A 4yr FS German short-haired pointer has a negative exploratory laparotomy (could be just as well an US-guided percutaneous needle or Tru-cut Biopsy) earlier in the day. She remains hypothermic with mild tachycardia of 144 beats per minute. On physical exam she is dull but alert and otherwise unremarkable. Incision is clean dry and intact. Her bloodwork is also unremarkable with a normal packed cell volume.

Your options:

1) You continue monitoring with traditional training of vital signs, physical examination +/- lab work and +/- radiography

Or

2) Immediately after you do your physical exam you do Global FAST and you find

AFAST: Abdominal Fluid Score (AFS = 4), and these are large pockets of free fluid, urinary bladder is medium sized, rest NSF -> abdominocentesis and fluid analysis -> hemoabdomen

TFAST: poor left ventricular filling and attenuated or flat caudal vena cava -> needs volume give crystalloids

Vet BLUE: absent B-lines all views (ABAV) -> no signs of aspiration pneumonia, no lung edema

Conclusions: has a post-op hemoabdomen that requires immediate re-exploration. Large volume AFS 3 and 4 post-interventional procedures are not going to stop bleeding on their own.

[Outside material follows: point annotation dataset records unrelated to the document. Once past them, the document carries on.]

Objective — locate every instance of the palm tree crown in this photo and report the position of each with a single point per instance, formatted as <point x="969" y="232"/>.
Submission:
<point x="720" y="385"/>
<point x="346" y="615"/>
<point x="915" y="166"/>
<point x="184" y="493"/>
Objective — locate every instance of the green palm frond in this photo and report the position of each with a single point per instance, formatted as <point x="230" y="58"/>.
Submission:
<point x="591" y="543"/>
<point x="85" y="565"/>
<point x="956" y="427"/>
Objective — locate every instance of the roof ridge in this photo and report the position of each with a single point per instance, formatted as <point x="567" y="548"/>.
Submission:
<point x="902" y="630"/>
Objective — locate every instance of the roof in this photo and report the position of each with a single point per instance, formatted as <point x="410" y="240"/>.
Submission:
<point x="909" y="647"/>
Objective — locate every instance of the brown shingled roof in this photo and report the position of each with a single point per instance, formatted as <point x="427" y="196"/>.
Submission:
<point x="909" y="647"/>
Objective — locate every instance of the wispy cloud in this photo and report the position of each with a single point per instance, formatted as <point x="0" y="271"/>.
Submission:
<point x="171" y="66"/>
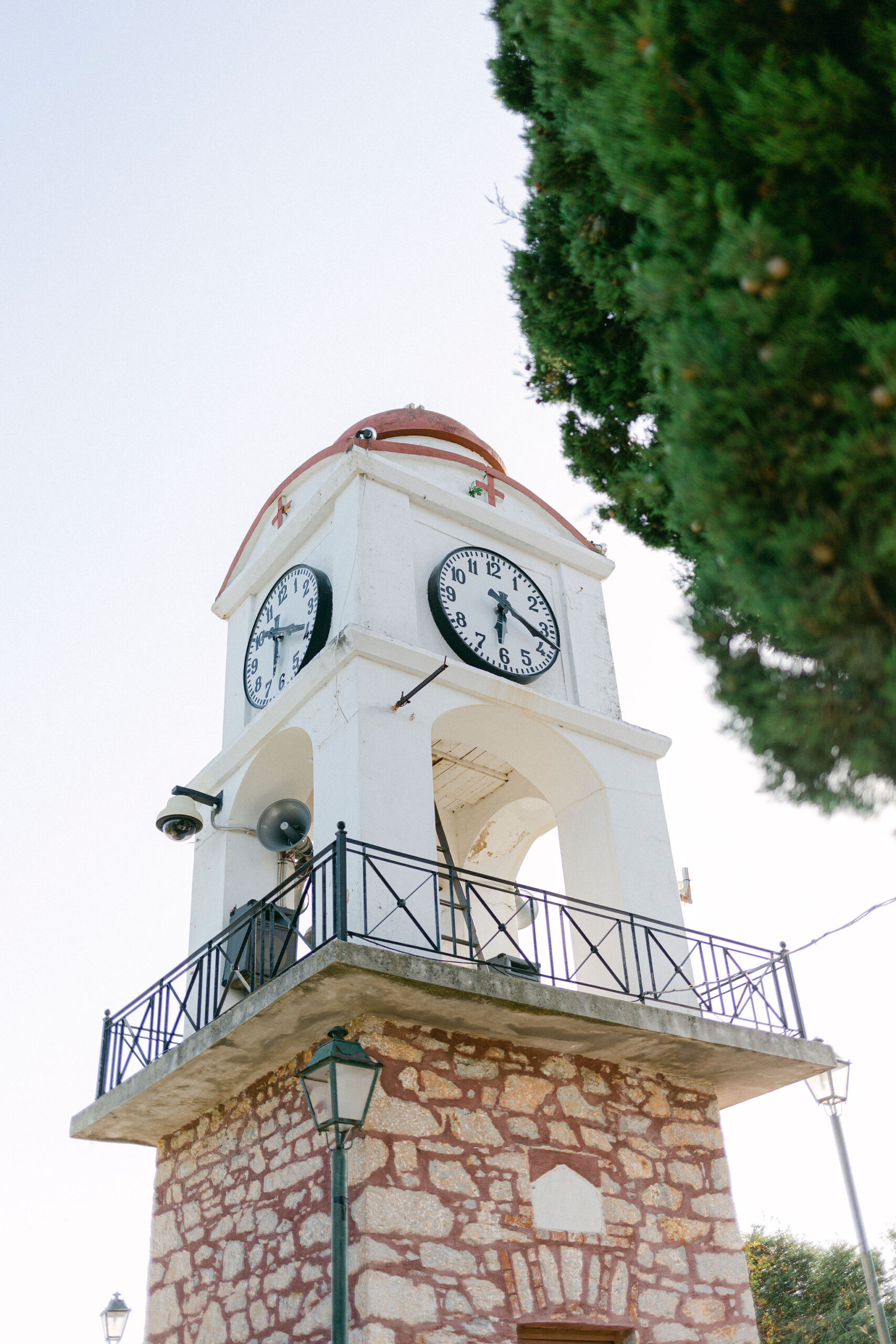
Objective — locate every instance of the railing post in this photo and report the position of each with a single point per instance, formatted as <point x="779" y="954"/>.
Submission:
<point x="792" y="985"/>
<point x="104" y="1054"/>
<point x="340" y="886"/>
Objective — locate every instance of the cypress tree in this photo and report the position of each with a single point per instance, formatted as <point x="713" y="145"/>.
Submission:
<point x="710" y="249"/>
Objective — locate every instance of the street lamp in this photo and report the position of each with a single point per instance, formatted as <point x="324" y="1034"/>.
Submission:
<point x="114" y="1319"/>
<point x="829" y="1090"/>
<point x="339" y="1085"/>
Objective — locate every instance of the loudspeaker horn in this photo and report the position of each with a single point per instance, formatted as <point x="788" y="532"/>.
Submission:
<point x="284" y="824"/>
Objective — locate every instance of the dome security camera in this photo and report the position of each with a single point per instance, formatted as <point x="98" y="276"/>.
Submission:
<point x="179" y="819"/>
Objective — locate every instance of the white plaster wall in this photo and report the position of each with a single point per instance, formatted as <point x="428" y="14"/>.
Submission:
<point x="378" y="539"/>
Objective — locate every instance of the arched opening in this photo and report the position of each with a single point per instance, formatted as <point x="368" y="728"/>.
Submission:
<point x="501" y="781"/>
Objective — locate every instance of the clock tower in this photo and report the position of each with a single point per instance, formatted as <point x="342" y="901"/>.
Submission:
<point x="419" y="683"/>
<point x="407" y="534"/>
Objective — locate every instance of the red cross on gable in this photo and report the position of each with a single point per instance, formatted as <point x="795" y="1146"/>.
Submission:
<point x="488" y="486"/>
<point x="282" y="510"/>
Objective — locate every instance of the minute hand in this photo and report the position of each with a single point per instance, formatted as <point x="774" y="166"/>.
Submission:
<point x="523" y="622"/>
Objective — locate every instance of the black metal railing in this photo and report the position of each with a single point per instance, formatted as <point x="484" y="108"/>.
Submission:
<point x="364" y="893"/>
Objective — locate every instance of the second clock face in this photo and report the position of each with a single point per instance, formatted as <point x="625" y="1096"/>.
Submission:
<point x="291" y="628"/>
<point x="493" y="615"/>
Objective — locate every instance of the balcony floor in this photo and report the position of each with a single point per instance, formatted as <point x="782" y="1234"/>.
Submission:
<point x="342" y="982"/>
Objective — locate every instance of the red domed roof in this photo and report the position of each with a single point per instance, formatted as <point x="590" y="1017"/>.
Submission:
<point x="414" y="420"/>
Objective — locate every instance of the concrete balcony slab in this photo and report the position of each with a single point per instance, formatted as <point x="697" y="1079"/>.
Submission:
<point x="342" y="982"/>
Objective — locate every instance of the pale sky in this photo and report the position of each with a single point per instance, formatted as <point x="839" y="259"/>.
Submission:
<point x="230" y="230"/>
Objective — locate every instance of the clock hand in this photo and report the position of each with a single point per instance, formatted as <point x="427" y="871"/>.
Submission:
<point x="279" y="634"/>
<point x="532" y="629"/>
<point x="503" y="606"/>
<point x="523" y="620"/>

*What are you waiting for? Complications where the dog decompensates? Need blood products? Becomes unstable? Has a huge veterinary bill +/- survival? Get to surgery ASASE – As Soon As Stable Enough (ASASE)

Run Coag Times, check BMBT, and re-explore! Using the AFAST abdominal fluid scoring system is HUGELY impactful:

AFS 1 and 2 do not have enough free fluid in their abdominal cavity to cause anemia – if anemia present then (4) major considerations: 1) the patient is bleeding somewhere else, 2) has pre-existing anemia, 3) its lab error or 4) now much less commonly, hemodilution

AFS 3 and 4 have enough blood in their abdominal cavity to develop anemia, and the potential for severe anemia < 25%. In post-interventional cases as discussed here, surgery is indicated.

If the dog began as an AFS 1 or 2, then continue serial exams every 2-4 hours with a calculated AFS. As long as the patient remains AFS 1 or 2 medical therapy is indicated. If the patient becomes AFS 3 and the patient is not coaguloapthic, then the patient needs to be explored and have their bleeding surgical stopped.